The Nike – adidas Feud Continues over Designers Lawsuit

Hi everyone,
Will the Nike – adidas feud ever stop? The world’s two largest sports companies are in a fierce battle for supremacy, and on Monday, Nike took it to the next level by suing 3 designers who left the swoosh to join the 3-stripes.

In September, Denis Dekovic, Marc Dolce and Mark Miner 3 Nike designers joined adidas. According to Nike, the 3 designers while still Nike employees, began to build a blueprint to replicate Nike’s famous Innovation Kitchen and stole secrets from inside. 

The Kitchen is where Nike’s top designers build out shoes years in advance, testing new materials and concepts. Only a select few on Nike’s sprawling campus have access to open its doors. 

The lawsuit, which asks for more than $10 million in damages, alleges that before the three left Nike, they were already consulting with adidas. To further sell themselves and capitalize on their position, Nike says Dekovic had the contents of his laptop duplicated, which gave him access to “thousands of proprietary documents relating to Nike’s global football product lines” where adidas and Nike most fiercely battle.

Among other things, the documents included specific designs, including models of team uniforms and products for the 2016 European Championships, plans for Nike-sponsored athletes in at least seven countries, unreleased financial information and projections concerning the company’s business and information about Nike’s planned launches in the marketplace.

“All of this information is among the most important and highly confidential information in Nike’s athletic footwear business, particularly its global football business,” the lawsuit reads. “Disclosure of any of this information would irreparably harm Nike, by, among other things, enabling a competitor to effectively undermine and counter Nike’s performance in the athletic markets for the next three to four years.”

Before leaving the company, Nike alleges the three designers erased emails from their computers and text messages on their phones to destroy any incriminating data that would lead back to their scheme.

Dekovic has taken to his Facebook page to address the issue, stating: “During our entire careers at Nike, we gave nothing but our maximum effort. We collectively poured in hours of passion and dedication beyond what was asked or expected of us, often prioritising our jobs over our families.”

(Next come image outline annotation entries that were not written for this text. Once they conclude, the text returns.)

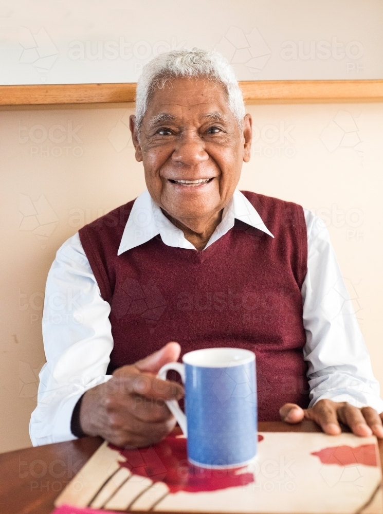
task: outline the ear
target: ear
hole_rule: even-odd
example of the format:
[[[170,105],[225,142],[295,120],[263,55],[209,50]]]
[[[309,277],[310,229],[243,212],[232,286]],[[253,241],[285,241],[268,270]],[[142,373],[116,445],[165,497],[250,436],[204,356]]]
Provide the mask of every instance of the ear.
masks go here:
[[[138,162],[141,162],[142,160],[142,152],[141,150],[140,142],[138,140],[137,125],[136,124],[136,117],[134,114],[131,114],[129,116],[129,128],[132,133],[132,141],[136,150],[136,160]]]
[[[252,139],[252,119],[251,115],[246,114],[243,119],[243,131],[242,135],[244,140],[243,145],[243,160],[248,162],[251,151],[251,140]]]

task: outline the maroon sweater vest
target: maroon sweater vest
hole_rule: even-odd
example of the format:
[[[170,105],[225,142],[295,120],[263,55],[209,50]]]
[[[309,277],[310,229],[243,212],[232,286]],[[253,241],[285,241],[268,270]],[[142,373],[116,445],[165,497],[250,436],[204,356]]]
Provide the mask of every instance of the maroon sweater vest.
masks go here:
[[[80,237],[111,306],[107,373],[169,341],[182,355],[245,348],[257,356],[259,419],[277,420],[286,402],[309,401],[301,295],[306,224],[300,206],[243,192],[275,238],[236,219],[203,251],[167,246],[158,235],[118,256],[133,201],[84,227]]]

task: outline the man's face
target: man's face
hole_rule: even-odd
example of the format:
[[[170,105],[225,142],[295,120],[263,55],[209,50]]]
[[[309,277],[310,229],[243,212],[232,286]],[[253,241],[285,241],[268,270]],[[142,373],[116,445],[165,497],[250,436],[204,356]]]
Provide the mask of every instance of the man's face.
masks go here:
[[[177,79],[157,89],[137,138],[149,191],[172,217],[214,217],[228,203],[250,158],[251,120],[240,130],[222,86],[204,79]],[[196,182],[198,181],[198,182]],[[188,182],[193,182],[193,183]]]

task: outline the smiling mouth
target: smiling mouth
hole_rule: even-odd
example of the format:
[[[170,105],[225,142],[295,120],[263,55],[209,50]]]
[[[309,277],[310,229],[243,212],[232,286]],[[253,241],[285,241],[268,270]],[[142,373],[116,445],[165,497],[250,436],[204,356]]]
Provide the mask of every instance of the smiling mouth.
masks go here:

“Until the very end, we stayed engaged, loyal and committed. We have a tremendous amount of respect for our colleagues at Nike and would never do anything to harm them. We find Nike’s allegations hurtful because they are either false or are misleading half-truths. We did not trade secrets or intellectual property when we departed in September.”

“We are looking forward to bringing new and innovative ideas and designs to adidas when our non-competition agreement expires.”  

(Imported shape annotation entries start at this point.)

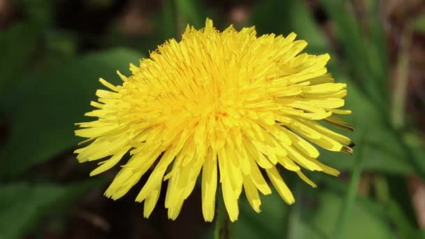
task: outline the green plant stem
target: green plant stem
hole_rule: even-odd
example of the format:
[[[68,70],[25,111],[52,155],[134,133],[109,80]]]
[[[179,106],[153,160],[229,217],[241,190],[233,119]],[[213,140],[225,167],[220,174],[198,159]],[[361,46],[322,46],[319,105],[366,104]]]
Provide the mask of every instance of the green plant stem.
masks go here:
[[[215,219],[215,229],[214,229],[214,239],[229,239],[231,236],[231,224],[229,215],[226,212],[226,207],[223,201],[223,196],[217,194],[217,219]]]
[[[345,201],[343,205],[341,205],[340,212],[338,217],[336,226],[333,231],[333,236],[332,236],[332,238],[338,239],[342,237],[343,232],[344,231],[347,223],[347,219],[348,218],[348,215],[350,212],[356,198],[357,188],[363,171],[363,145],[361,143],[364,142],[366,128],[366,126],[360,128],[363,129],[363,131],[361,132],[360,138],[359,140],[361,145],[359,145],[356,152],[354,153],[354,158],[353,160],[354,168],[350,180],[347,196],[345,197]]]
[[[412,41],[412,27],[407,24],[401,36],[401,50],[396,66],[396,78],[393,92],[391,120],[396,129],[404,125],[404,108],[409,74],[409,48]]]

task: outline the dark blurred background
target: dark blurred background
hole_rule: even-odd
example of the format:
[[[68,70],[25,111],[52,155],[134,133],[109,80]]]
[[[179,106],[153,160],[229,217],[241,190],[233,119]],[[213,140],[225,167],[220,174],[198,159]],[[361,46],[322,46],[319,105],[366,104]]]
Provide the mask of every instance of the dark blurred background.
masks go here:
[[[0,239],[212,238],[198,187],[175,222],[161,198],[149,219],[135,203],[103,196],[119,166],[89,178],[79,164],[74,123],[104,78],[129,75],[158,45],[206,17],[222,30],[306,40],[330,52],[329,70],[347,82],[344,132],[353,156],[323,152],[343,173],[309,176],[311,189],[282,171],[297,200],[262,197],[262,212],[240,200],[235,238],[425,238],[425,1],[0,0]],[[163,189],[165,187],[163,187]],[[162,194],[164,196],[164,194]]]

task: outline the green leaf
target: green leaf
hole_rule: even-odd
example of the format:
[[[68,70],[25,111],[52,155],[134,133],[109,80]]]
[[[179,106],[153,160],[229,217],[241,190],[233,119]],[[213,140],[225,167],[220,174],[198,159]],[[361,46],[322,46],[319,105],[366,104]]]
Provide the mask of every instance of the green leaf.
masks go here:
[[[129,64],[141,55],[126,49],[89,55],[59,66],[31,79],[14,102],[11,132],[3,152],[0,174],[13,177],[28,168],[46,161],[81,141],[74,136],[74,124],[89,121],[83,117],[96,99],[96,89],[103,88],[98,78],[122,84],[117,69],[127,73]]]
[[[359,85],[367,93],[368,96],[374,101],[375,104],[380,106],[380,111],[385,111],[384,106],[387,106],[388,99],[386,96],[387,89],[382,83],[387,78],[382,80],[378,77],[385,75],[387,69],[383,68],[384,64],[375,66],[378,60],[375,57],[379,51],[375,50],[375,47],[371,47],[384,43],[374,42],[373,44],[368,41],[368,38],[361,31],[359,21],[354,13],[350,1],[322,0],[320,2],[335,23],[337,37],[344,47],[345,60],[348,69],[356,79],[361,80],[362,84]],[[373,28],[377,29],[376,27]],[[375,35],[375,39],[382,39],[382,36],[380,36],[378,34]],[[378,59],[380,57],[378,56]],[[373,65],[370,65],[371,63]],[[377,69],[384,73],[376,73],[374,70]]]
[[[94,182],[99,180],[69,186],[24,182],[0,184],[0,238],[24,237],[36,228],[46,214],[66,208]]]
[[[29,22],[19,22],[0,33],[0,108],[7,109],[11,92],[34,57],[39,29]]]

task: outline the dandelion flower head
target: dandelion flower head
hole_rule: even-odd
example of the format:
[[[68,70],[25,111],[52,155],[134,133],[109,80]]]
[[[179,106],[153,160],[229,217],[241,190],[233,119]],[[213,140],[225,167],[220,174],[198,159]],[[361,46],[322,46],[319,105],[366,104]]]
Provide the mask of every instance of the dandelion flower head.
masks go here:
[[[131,65],[131,76],[118,73],[122,85],[100,79],[108,89],[96,92],[96,109],[86,114],[96,120],[78,124],[76,135],[87,138],[78,160],[100,160],[94,175],[129,155],[105,195],[121,198],[146,174],[136,198],[145,217],[166,181],[165,207],[175,219],[199,177],[206,221],[213,219],[217,187],[232,222],[243,190],[256,212],[270,182],[294,203],[279,168],[316,187],[303,171],[339,173],[317,159],[315,145],[352,152],[348,138],[322,124],[350,127],[335,116],[350,113],[338,109],[346,85],[327,73],[329,55],[301,54],[307,43],[295,38],[257,37],[254,27],[219,31],[209,19],[203,29],[188,26],[180,41]]]

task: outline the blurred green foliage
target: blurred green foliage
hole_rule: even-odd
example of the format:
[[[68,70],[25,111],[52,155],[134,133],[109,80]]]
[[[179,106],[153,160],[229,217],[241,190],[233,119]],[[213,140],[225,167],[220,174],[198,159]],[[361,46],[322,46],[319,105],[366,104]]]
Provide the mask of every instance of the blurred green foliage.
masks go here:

Even though adidas said at the time that the three wouldn’t work for them until 2015, Nike remained concerned about the trade secrets it claims were stolen from them.

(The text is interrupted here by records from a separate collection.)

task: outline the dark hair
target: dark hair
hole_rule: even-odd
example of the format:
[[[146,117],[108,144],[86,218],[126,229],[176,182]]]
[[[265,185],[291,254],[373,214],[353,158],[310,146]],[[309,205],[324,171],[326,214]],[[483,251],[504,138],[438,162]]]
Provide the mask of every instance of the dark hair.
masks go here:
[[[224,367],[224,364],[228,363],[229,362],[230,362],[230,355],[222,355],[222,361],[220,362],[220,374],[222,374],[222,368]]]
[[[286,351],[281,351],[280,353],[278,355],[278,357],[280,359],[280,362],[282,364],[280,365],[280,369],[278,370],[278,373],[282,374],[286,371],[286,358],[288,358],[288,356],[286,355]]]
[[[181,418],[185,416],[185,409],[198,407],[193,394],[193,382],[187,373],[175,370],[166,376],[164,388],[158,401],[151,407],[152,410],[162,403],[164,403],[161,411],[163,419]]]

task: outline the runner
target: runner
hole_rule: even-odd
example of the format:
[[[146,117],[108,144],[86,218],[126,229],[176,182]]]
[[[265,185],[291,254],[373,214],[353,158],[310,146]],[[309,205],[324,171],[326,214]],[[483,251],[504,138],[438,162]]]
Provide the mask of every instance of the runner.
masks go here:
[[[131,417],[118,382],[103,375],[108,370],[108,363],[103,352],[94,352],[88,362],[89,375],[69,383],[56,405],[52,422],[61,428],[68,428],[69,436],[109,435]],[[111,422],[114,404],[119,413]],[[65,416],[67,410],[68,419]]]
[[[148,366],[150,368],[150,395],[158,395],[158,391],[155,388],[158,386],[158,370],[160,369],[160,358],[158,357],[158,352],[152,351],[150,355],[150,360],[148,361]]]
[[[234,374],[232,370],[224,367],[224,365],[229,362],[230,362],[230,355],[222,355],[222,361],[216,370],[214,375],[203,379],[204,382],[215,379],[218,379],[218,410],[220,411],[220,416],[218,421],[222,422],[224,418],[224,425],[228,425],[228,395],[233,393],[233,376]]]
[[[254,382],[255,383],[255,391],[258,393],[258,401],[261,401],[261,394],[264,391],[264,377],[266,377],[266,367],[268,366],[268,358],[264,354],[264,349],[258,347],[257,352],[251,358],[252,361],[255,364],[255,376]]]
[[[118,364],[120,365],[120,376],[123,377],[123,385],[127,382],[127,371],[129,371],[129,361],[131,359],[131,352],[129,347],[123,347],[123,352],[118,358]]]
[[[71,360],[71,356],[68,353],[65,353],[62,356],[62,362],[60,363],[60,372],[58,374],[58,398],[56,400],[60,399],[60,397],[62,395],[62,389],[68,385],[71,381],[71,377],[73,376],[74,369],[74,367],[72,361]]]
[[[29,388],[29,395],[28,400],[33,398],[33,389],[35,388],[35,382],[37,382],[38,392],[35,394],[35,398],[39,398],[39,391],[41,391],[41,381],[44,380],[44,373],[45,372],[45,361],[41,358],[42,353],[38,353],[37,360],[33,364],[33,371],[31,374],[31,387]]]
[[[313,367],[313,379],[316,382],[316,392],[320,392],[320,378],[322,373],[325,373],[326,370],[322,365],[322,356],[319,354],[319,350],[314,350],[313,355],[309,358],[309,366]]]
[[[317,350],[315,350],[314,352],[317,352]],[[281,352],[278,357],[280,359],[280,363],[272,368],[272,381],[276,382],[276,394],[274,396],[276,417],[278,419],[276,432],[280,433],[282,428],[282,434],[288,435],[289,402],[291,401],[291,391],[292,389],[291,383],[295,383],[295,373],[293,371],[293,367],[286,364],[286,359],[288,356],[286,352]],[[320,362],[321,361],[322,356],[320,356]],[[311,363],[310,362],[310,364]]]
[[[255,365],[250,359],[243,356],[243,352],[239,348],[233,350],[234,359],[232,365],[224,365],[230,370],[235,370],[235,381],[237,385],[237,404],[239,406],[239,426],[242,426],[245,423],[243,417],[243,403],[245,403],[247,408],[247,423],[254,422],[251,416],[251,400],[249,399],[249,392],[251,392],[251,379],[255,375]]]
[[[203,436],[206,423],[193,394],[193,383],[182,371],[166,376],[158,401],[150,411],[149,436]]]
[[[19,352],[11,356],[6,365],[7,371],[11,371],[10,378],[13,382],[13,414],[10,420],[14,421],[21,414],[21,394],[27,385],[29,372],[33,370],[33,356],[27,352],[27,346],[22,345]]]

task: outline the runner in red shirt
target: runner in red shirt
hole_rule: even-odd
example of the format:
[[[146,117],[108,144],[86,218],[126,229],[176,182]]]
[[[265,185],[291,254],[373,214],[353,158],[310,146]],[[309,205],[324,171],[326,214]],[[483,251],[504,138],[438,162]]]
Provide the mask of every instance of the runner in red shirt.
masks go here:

The company says it has spent more than $1.5 million in the past three years alone to ensure that its employees keep information confidential, and said in a statement Tuesday night that “Nike is an innovation company and we will continue to vigorously protect our intellectual property.”

adidas officials did not specifically address the allegations.

“Many of our employees have storied careers and rich experiences, but we have no interest in old work or past assignments as we are focused on shaping the future of the sporting goods industry, not looking at what has been done in the past,” the statement said. [Sources: ESPN & Soccer Bible]

Nike and adidas fought over the patent of the knitted technology used in the Nike Flyknit. The feud continues with this lawsuit engaged by Nike against the newly appointed adidas designers. No doubt, the battle between these two brands is on and off the pitch. Can this get any worse?